My boys have been wanting a Nintendo for over 8 months. My answer then was “I can’t afford it right now; if you really want it, you can work and save some money to buy it”. At first they were frustrated with the idea of having to save U$300 all by themselves and they stopped talking about it for a while. I admit it, not being very fond of screens and video games, I was hoping they grew out of the idea. But no! Little by little they started making a sales plan... They made drawings, paintings, stickers, bracelets, lemonade and homemade lip-gloss. They also saved all fairy tooth money and any gift from grandparents and uncles. As an additional incentive, their dad offered to pay a 10% interest for the money saved at the end of each month. Pretty sweet deal (for them). So they started formulating questions and learning about math independently, telling their dad how much interest was due at the end of each month. As of right now they have saved U$180. Not too shabby right?
These past 8 months they have learned so much in this process of trying to reach their goal of raising U$300 to buy the Nintendo. They started working independently, but then came to realize that if they worked as a team, they could be way more productive by consolidating each of their savings. They used divergent thinking to come up with various ideas that would help them make money. They exercised their creative thinking skills to identify a list of things they could make on their own, that will cost them little to nothing, and that they could then sell and make profit. They learned that people love detailed drawings and are willing to pay up to $20 for one of their most colorful masterpieces. They learned to make loom bracelets and seized the Soccer World Cup momentum to design them with the colors of the countries participating and then sold them to people rooting for their country of origin. They investigated about lip gloss making and came up with the best recipe to make some at home in different flavors to then sell to friends at school. They developed and exercised their math skills to receive money, give change, and identify the % of their monthly savings so their day would pay them what was promised. They put into practice their literacy skills to make signs and campaigns that would help them promote the products they were trying to sell. They learned about being accountable and responsible, they learned to negotiate, they made their own choices and decisions; they felt empowered, and even though there have been moments in which they may have wanted to give up, they persisted instead.
And the list goes on.

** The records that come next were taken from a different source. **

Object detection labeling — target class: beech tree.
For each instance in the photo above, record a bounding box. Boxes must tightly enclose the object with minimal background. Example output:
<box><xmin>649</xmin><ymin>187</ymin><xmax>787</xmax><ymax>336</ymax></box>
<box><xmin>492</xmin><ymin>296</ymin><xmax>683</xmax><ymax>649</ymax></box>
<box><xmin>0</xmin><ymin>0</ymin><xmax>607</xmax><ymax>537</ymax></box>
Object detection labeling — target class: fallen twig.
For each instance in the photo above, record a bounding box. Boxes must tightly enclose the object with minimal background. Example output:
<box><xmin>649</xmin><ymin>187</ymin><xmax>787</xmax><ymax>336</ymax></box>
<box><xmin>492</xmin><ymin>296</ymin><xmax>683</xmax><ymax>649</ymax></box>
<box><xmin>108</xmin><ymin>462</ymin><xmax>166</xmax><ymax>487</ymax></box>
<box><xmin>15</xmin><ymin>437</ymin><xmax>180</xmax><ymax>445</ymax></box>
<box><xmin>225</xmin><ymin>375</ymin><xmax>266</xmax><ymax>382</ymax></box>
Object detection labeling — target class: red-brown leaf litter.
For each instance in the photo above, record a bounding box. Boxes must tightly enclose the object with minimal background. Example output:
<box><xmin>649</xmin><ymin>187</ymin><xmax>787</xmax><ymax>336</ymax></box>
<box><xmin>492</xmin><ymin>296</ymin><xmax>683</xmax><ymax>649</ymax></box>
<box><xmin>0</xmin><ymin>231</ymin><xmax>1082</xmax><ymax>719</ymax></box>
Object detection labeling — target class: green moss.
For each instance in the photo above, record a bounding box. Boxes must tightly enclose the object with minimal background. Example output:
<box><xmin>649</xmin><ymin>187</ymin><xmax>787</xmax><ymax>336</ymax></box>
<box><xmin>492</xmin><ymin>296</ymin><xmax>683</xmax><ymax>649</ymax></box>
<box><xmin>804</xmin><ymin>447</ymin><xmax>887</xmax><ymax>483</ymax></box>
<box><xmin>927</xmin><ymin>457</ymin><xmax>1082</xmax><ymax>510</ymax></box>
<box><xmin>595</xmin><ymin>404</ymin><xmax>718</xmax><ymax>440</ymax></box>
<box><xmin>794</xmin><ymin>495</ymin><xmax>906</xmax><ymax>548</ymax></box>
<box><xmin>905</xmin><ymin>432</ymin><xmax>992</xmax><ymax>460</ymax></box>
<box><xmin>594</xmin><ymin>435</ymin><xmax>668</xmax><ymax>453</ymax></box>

These are just a few of the learning moments I was able to identify during these past months. More than anything I feel they have come to value the cost of things, and the fact that money does not grow out of trees and that you actually have to work to earn it and deserve it. I hope after reading this post, when you see this picture of my boys with their game face on, you come to realize this is so much more than merely cute.
It’s not an easy job as a parent to take this road. Sometimes it’s just easier to buy the freaking thing and that way you don’t have to deal with the constant nagging. But at the same time, there’s so much organic learning in these opportunities. To us, it’s important for them to know the value of things so they don’t take them for granted. Trying to raise kind boys, who are not entitled, is more challenging nowadays compared to when we were raised. So we have decided to act upon any chance we see to “teach” them a lesson; any lesson, no matter how big or how small, will always be a meaningful life lesson when you are raising little human beings.